1735-81. Born on 21 August 1735 at Swilly, near Stoke Damarel, Plymouth, he was the second son of William Furneaux and his wife Susanna Willcocks.
Furneaux’s early service in the Seven Years War was off France, Africa and in the West Indies, seeing duty as a midshipman aboard the Marlborough 80, being commissioned lieutenant on 19 October 1759 of the Edinburgh 64, Captain William Langdon, and seeing further duty in the Mélampe 36 and the sloop Ferret.
From 1766-8 he was the second lieutenant of the Dolphin 24, Captain Samuel Wallis, which vessel sailed around the world in company with the Swallow, Commander Philip Carteret. Because of illness to both Wallis and his lieutenant Furneaux often found himself commanding the vessel, and to him fell the honour of stepping ashore at Tahiti on 25 June 1767 to claim the island for King George.
Towards the end 1770 he was serving as the third lieutenant of the Trident 64, Captain Broderick Hartwell, and with the Falkland Islands dispute being resolved he joined Captain Wallis once more as second lieutenant of the Torbay 74.
On 28 November 1771 he was appointed commander of the Adventure, which sailed on 13 July 1772 with Captain James Cook’s Resolution on the latter’s second voyage of exploration. When the two ships became separated on 8 February 1773 Furneaux independently explored the coasts of Van Dieman’s Land. After rejoining Cook on 18 May in Queen Charlotte Sound, New Zealand, the two parted company again on 22 October, and shortly afterwards Furneaux had the misfortune to lose some members of his crew to a cannibal race in Queen Charlotte’s Sound.
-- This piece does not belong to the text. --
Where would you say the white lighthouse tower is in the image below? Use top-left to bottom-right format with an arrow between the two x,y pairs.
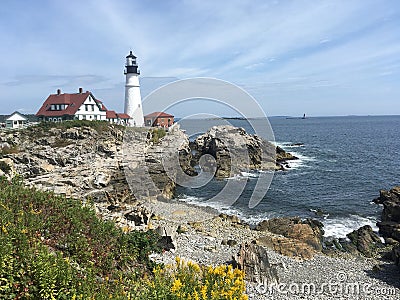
124,51 -> 144,126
He returned to Spithead on 14 July 1774, bringing with him a Society islander, Omai, who quickly became a favourite of the British establishment, being introduced to the King at Kew by the Earl of Sandwich on 17 July, and taking residence with Joseph Banks. On completing his return voyage Furneaux became the first man to circumnavigate the globe in both directions
On 10 August 1775 he was posted captain of the Siren 28, which he commissioned at Chatham and took out to North America that winter, and in which he captured an American brigantine on 15 April 1776 bound from Philadelphia to Charleston with a company of artillerymen, most of whom immediately joined the King’s service. On 28 June he commanded the Siren in Commodore Sir Peter Parker’s unsuccessful attack on Charleston, in the course of which she grounded but was able to haul off.
During 1777 the Siren escorted the trade to Antigua before returning to New York, but she drove aground in poor weather when escorting a convoy of victuallers near Point Judith, Rhode Island on 6 November, and after coming under fire from colonial artillery was abandoned with the loss of five men killed and twenty wounded. Furneaux and the rest of his men got away in the boats to be detained by the Americans, but any hopes the rebels had of re-floating the Siren were abandoned when she was set alight by British men-of-war coming down from Rhode Island.
After being released from imprisonment in the following April Furneaux saw action as a volunteer aboard the Isis 50, Captain John Raynor, in operations off Rhode Island in August 1778 when that vessel was attacked by the César 74.
Furneaux was to live for just another three years, dying at Swilly on 19 September 1781 and being buried in the local church. He was unmarried.
He was described as being genteel and agreeable and was regarded as kind and humane by his men. Some commentators described him as a cautious navigator and explorer.